Organisation politique : le paysage politique algérien fut longtemps un héritage de la guerre d'indépendance. Selon la Constitution de 1963, « Le FLN est le parti unique d'avant-garde en Algérie ». Le multipartisme a fait son apparition en 1988. S'il a perdu le monopole de l'exercice du pouvoir, le FLN demeure un élément essentiel de la vie politique avec 136 sièges sur les 389 de l'Assemblée nationale populaire. Il gouverne en alliance avec le Rassemblement national démocratique (RND, créé en 1997) lié aux milieux d'affaires. Troisième parti en importance de sièges, le mouvement de la société pour la paix de Bouguerra Soltani représente la bourgeoisie conservatrice. Bien que très minoritaire, on ne peut faire l'impasse sur le Rassemblement pour la culture et la démocratie (RCD), de forte implantation kabyle et laïque
Les grands repères
Littérature : Yasmina Khadra signe Morituri en 1997, hommage aux femmes algériennes. Il se révélera sous son vrai patronyme, Mohammed Moulessehoul, en 2001 avec L'Écrivain suivi de L'imposture des mots.
Tout récemment publié chez Julliard, Les sirènes de Bagdad. N'oublions pas les grands classiques : Jean Amrouche, Mohammed Dib et Kateb Yacine. Salim Bachi, devenu parisien, a publié Le chien d'Ulysse et Tuez-les tous chez Gallimard.
Musique : le chaâbi, musique populaire, est né à Alger au début du siècle dernier. Il a été suivi du raï dans les années 1930. Vedettes consacrées : Cheb Khaled et Cheb Mami, mais, à Oran, mieux vaut citer Ahmed Wahby ou Cheikha Rimitti.
Cinéma : certes, il y eut Mohamed Lakhdar-Hamina (Le vent des Aurès) en 1966. Une nouvelle génération pousse avec notamment Hassen Ferhani (Les baies d'Alger) ou Amina Bachir-Chouikh (Rachida).
Les journaux à lire
Le Quotidien d'Oran : 195 000 exemplaires, considéré comme le quotidien de référence.
El Watan : 140 000 exemplaires, un généraliste de bonne facture.
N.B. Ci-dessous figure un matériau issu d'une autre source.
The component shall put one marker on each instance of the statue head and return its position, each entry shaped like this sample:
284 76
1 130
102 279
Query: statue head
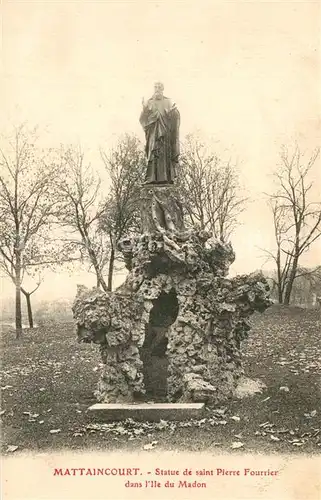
158 90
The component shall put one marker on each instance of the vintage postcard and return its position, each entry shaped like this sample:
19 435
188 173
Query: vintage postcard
160 243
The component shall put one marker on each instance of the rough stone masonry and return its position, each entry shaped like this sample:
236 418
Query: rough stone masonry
173 330
177 310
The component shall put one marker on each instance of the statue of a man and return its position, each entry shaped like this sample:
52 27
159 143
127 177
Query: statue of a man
160 120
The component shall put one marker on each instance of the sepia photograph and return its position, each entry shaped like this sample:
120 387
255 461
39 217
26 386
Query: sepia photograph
160 250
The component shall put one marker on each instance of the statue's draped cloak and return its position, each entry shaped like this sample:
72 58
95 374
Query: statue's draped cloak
160 120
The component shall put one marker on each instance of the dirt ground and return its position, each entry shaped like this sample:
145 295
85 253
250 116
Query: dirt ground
48 381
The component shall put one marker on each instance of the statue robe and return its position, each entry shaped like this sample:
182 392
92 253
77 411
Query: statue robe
160 120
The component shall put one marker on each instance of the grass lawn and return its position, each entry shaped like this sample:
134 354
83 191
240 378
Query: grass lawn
48 381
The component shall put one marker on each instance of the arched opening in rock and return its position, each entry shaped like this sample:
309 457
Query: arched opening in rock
153 353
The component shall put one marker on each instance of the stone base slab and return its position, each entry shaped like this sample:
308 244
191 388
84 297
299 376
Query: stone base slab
147 411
Le Financier : 97 000 exemplaires, un quotidien, passage obligé pour le monde des affaires.
[ Le déjeuner ]
Le petit-déjeuner, varié dans son offre, permet un déjeuner frugal qui s'expédie en deux boulettes de viandes et trois légumes frais. Sans autre rituel. Le déjeuner, qu'il soit de travail ou amical, relève de la sustentation entre les deux repas principaux des extrêmes de la journée.
[ Le dîner ]
L'invitation au domicile n'est pas rare. Première obligation : accepter le thé ou le café qui est offert. L'attention apportée à la maîtresse de maison, puissance invitante, se traduira par le cadeau d'un parfum ou d'un objet de facture occidentale plutôt que par des fleurs. En observant la pratique du maître de maison ou des autres invités, on se déchaussera dès l'entrée. À table, le « bon appétit » d'usage en France se traduit par un obligatoire « bismallah ». Si des photos sont prises au cours du dîner, il est impératif de les envoyer.
[ Les relations ]
Si les relations avec une femme imposent certaines réserves - on le lui serrera la main qu'à la condition qu'elle vous la tende - elles sont plus franches et cordiales entre hommes. Elles peuvent même être empreintes d'une certaine chaleur, la poignée de mains pouvant s'accompagner d'une accolade à la deuxième rencontre. En revanche, le principe de la négociation, très présent dans d'autres pays du Maghreb, est moins sensible ici. Héritage du socialisme « réel » qui a eu cours après l'Indépendance, un principe est unprincipe et un prix, un prix.
[ Les sujets qui fâchent ]
Même si la société s'est laïcisée, l'islam demeure religion d'État, quel que soit son degré de pratique. Si la pression des extrémistes du FIS concerne les couches les moins favorisées de la population, son écho parvient aux plus aisées. Enfin, si les philosophes des Lumières y sont mieux connus que dans la France contemporaine, il est malséant de tenter d'imposer l'idée selon laquelle la France de Jules Ferry y a apporté la pensée. Saint-Augustin était algérien, au même titre qu'Albert Camus.